10. Google+ Business Page
Set one up. Link up your local business place to the business page, and spread the link around. Its not going to hurt! Ours is here
11. Monitor calls / inquiries to your business
‘Oh, you don’t ask … ‘tsk tsk – go and sit on the naughty step! This is a familiar scenario when talking to clients and its easy to do. Make a habit of asking ‘how did you find us’. This is real gold, whether it is by recommendation, search engines or social media. Again, you can quickly get a feel for what is working for you and what isn’t. This isn’t the 1980s, you can u-turn an idea or develop a new digital one within hours.
12. Think public relations
Press is your friend. Online or offline, there are some great PR agencies who can help you get your story to the masses if you aren’t too confident doing your own. This doesn’t need to be super-expensive, sometimes targeted ‘guest blogs’ and mailshots to key people and sites is all that is needed. These can be done by yourself, but the process is seriously sped up by dealing with people who do this for a living.
13. Live long, prosper and monitor
This is also an important point. There’s no point doing anything if you can’t see if its worked or not. For your website, Google analytics and webmaster tools are essential.

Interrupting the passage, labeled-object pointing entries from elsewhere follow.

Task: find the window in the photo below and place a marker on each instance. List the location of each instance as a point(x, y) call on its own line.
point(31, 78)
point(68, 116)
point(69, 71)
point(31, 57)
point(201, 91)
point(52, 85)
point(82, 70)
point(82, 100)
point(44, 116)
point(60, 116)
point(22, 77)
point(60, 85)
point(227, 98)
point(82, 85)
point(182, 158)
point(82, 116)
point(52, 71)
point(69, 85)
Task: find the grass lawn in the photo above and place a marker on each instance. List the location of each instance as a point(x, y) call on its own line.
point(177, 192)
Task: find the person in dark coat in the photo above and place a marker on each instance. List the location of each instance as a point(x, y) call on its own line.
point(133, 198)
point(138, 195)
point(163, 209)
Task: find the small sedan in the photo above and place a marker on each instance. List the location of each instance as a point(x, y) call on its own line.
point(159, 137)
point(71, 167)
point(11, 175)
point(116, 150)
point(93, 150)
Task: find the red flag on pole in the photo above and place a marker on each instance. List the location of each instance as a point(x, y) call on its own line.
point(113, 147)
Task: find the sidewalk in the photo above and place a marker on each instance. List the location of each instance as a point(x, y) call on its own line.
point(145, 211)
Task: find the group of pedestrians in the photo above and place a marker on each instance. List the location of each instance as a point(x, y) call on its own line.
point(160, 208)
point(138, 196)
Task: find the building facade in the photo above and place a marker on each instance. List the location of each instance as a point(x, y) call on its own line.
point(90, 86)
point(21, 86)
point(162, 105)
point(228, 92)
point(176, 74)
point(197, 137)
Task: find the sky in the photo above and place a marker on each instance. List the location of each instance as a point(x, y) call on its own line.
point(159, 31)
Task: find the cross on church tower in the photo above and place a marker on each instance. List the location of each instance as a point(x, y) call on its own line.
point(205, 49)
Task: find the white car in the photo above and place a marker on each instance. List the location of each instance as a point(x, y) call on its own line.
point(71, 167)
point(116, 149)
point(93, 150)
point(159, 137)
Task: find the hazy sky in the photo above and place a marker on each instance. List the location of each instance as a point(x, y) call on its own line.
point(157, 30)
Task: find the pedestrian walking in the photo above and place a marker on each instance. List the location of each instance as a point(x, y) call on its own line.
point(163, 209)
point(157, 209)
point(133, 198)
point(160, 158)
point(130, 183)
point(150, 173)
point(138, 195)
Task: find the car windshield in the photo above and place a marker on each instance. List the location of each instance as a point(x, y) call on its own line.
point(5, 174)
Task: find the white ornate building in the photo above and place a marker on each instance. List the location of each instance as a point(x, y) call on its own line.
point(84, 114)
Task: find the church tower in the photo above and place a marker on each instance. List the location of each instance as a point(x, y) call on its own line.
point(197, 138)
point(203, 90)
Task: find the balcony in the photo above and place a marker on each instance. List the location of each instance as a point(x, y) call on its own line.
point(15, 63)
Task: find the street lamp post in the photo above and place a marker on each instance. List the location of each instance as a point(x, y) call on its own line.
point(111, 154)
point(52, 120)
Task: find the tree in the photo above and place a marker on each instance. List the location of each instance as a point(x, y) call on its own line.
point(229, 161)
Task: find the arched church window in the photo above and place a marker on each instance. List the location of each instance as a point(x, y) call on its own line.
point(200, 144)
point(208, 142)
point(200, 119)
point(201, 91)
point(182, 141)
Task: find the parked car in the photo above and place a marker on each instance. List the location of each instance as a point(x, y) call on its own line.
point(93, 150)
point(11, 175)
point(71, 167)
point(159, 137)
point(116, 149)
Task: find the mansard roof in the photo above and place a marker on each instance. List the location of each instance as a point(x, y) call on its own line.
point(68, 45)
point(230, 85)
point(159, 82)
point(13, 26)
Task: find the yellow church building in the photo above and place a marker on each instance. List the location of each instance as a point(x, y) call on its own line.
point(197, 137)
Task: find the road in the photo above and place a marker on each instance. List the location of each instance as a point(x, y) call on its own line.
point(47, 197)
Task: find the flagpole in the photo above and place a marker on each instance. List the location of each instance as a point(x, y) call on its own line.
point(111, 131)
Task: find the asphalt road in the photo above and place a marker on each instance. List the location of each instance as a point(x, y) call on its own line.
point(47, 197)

For social, using services such as bit.ly and addthis can help you monitor realtime interraction / sharing. For e-marketing, most have analytics. Set some baseline parameters (we call them KPIs – Key Performance Indicators), such as ‘unique visits’ to your website, ‘average pages per visit’ … keep monitoring and tweaking … it will get better results … and remember
… enjoy the challenge – see it as a new direction, a fresh start, and remember
a website is never, EVER, finished!
In summary … you may be looking for an ‘SEO fix’ to your company website, whereas in fact what you need is a good old shake up of your website tech with a spring clean and update of your company branding. This is our understanding of the term Website Optimisation – which we approach as a blend of SEO, branding and clear (& creative) communication.